Eikelboom J W, Hankey G J, Thom J, Claxton A, Yi Q, Gilmore G, Staton J, Barden A, Norman P E
Department of Medicine, HGH McMaster Clinic, McMaster University, Hamilton, Ontario, Canada.
J Thromb Haemost. 2005 Dec;3(12):2649-55. doi: 10.1111/j.1538-7836.2005.01640.x.
We aimed to determine whether adding clopidogrel to aspirin in patients at high risk of future cardiovascular events would suppress laboratory measures of the antiplatelet effects of aspirin; and have greater platelet inhibitory effects in patients with the least inhibition of platelets by aspirin.
We performed a randomized, double-blind, placebo-controlled, crossover trial, comparing clopidogrel 75 mg day(-1) versus placebo, in 36 aspirin-treated patients with symptomatic objectively confirmed peripheral arterial disease.

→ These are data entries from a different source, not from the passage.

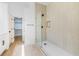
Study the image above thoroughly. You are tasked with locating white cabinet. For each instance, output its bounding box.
[0,3,9,55]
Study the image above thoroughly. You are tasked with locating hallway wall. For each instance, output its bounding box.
[0,3,9,55]
[47,3,79,55]
[9,2,35,45]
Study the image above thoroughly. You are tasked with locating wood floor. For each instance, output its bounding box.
[1,36,22,56]
[24,45,45,56]
[2,37,44,56]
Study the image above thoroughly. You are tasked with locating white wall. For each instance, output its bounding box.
[24,3,35,45]
[0,3,9,55]
[47,3,79,55]
[9,2,35,45]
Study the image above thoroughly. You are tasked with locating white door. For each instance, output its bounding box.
[36,4,46,46]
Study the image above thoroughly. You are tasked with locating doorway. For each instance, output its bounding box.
[36,3,47,47]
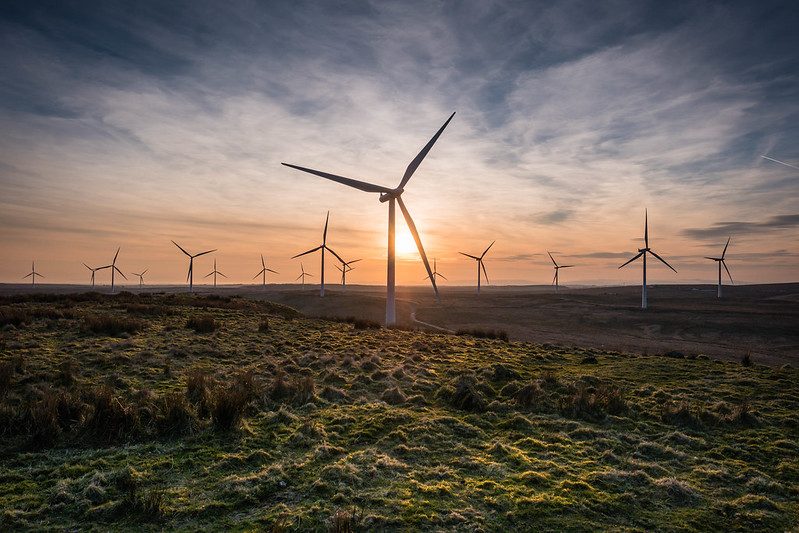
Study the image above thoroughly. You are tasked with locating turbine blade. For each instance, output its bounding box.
[292,246,322,259]
[172,241,191,257]
[721,260,735,285]
[619,252,644,268]
[649,250,677,274]
[480,241,497,259]
[397,195,440,298]
[397,113,455,190]
[281,163,392,193]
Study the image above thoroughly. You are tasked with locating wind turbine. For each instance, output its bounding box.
[22,261,44,287]
[83,263,108,289]
[131,268,150,288]
[336,259,362,287]
[97,248,128,294]
[205,259,227,288]
[172,241,216,292]
[282,113,455,326]
[294,262,313,287]
[458,241,497,294]
[252,254,280,288]
[705,237,735,298]
[619,210,677,309]
[292,211,344,297]
[547,252,574,291]
[422,257,449,281]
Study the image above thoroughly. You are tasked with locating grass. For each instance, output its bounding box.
[0,294,799,531]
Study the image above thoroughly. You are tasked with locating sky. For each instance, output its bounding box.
[0,0,799,285]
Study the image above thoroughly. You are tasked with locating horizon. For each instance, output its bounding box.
[0,2,799,287]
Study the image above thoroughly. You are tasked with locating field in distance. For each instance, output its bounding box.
[0,290,799,531]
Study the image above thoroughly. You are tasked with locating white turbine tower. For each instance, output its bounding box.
[292,211,344,297]
[458,241,497,294]
[97,248,128,294]
[705,237,735,298]
[172,241,216,292]
[547,252,574,291]
[619,210,677,309]
[205,259,227,288]
[22,261,44,287]
[252,254,280,288]
[283,113,455,326]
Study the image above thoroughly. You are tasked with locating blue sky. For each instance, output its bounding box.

The addition of clopidogrel to aspirin did not suppress platelet aggregation induced by arachidonic acid, urinary 11 dehydro thromboxane B2 concentrations, or soluble markers of platelet activation markers (P-selectin, CD40-ligand) and inflammation (high sensitivity serum C-reactive protein, interleukin-6). Clopidogrel significantly inhibited platelet aggregation induced by ADP (reduction 26.2%; 95% CI: 21.3-31.1%, P < 0.0001) and collagen (reduction 6.2%; 95% CI: 3.2-9.3%, P = 0.0003). The greatest inhibition of collagen-induced platelet aggregation by clopidogrel was seen in patients with the least inhibition of arachidonic acid induced aggregation by aspirin [lower tertile of arachidonic acid-induced platelet aggregation: 2.8% (95% CI: -0.8 to 6.3%) reduction in mean collagen-induced aggregation by clopidogrel; middle tertile: 4.0% (95% CI: 0.4-7.6%); upper tertile 12.6% (95% CI: 4.5-20.8%); P-value for interaction 0.01].
The greatest platelet inhibitory effect of clopidogrel occurs in patients with the least inhibition of arachidonic acid-induced platelet aggregation by aspirin. This raises the possibility that the clinical benefits of adding clopidogrel to aspirin may be greatest in patients whose platelets are least inhibited by aspirin. Confirmation in clinical outcome studies may allow these patients to be targeted with antiplatelet drugs that inhibit the ADP receptor, thereby overcoming the problem of laboratory aspirin resistance.
我们旨在确定在未来心血管事件高危患者中,在阿司匹林基础上加用氯吡格雷是否会抑制阿司匹林抗血小板作用的实验室检测指标;以及在阿司匹林对血小板抑制作用最弱的患者中是否具有更强的血小板抑制作用。
我们进行了一项随机、双盲、安慰剂对照、交叉试验,在36例经客观证实有症状的阿司匹林治疗的外周动脉疾病患者中,比较氯吡格雷75毫克/天与安慰剂。
在阿司匹林基础上加用氯吡格雷并未抑制花生四烯酸诱导的血小板聚集、尿11-脱氢血栓素B2浓度,或血小板活化标志物(P-选择素、CD40配体)和炎症(高敏血清C反应蛋白、白细胞介素-6)的可溶性标志物。氯吡格雷显著抑制ADP诱导的血小板聚集(降低26.2%;95%可信区间:21.3-31.1%,P<0.0001)和胶原诱导的血小板聚集(降低6.2%;95%可信区间:3.2-9.3%,P=0.0003)。在阿司匹林对花生四烯酸诱导的聚集抑制作用最弱的患者中,观察到氯吡格雷对胶原诱导的血小板聚集的抑制作用最强[花生四烯酸诱导的血小板聚集的最低三分位数:氯吡格雷使平均胶原诱导的聚集降低2.8%(95%可信区间:-0.8至6.3%);中间三分位数:4.0%(95%可信区间:0.4-7.6%);最高三分位数12.6%(95%可信区间:4.5-20.8%);交互作用P值为0.01]。
氯吡格雷最强的血小板抑制作用发生在阿司匹林对花生四烯酸诱导的血小板聚集抑制作用最弱的患者中。这增加了在阿司匹林对血小板抑制作用最弱的患者中,在阿司匹林基础上加用氯吡格雷临床获益可能最大的可能性。临床结局研究中的证实可能会使这些患者成为抑制ADP受体的抗血小板药物的靶向人群,从而克服实验室阿司匹林抵抗的问题。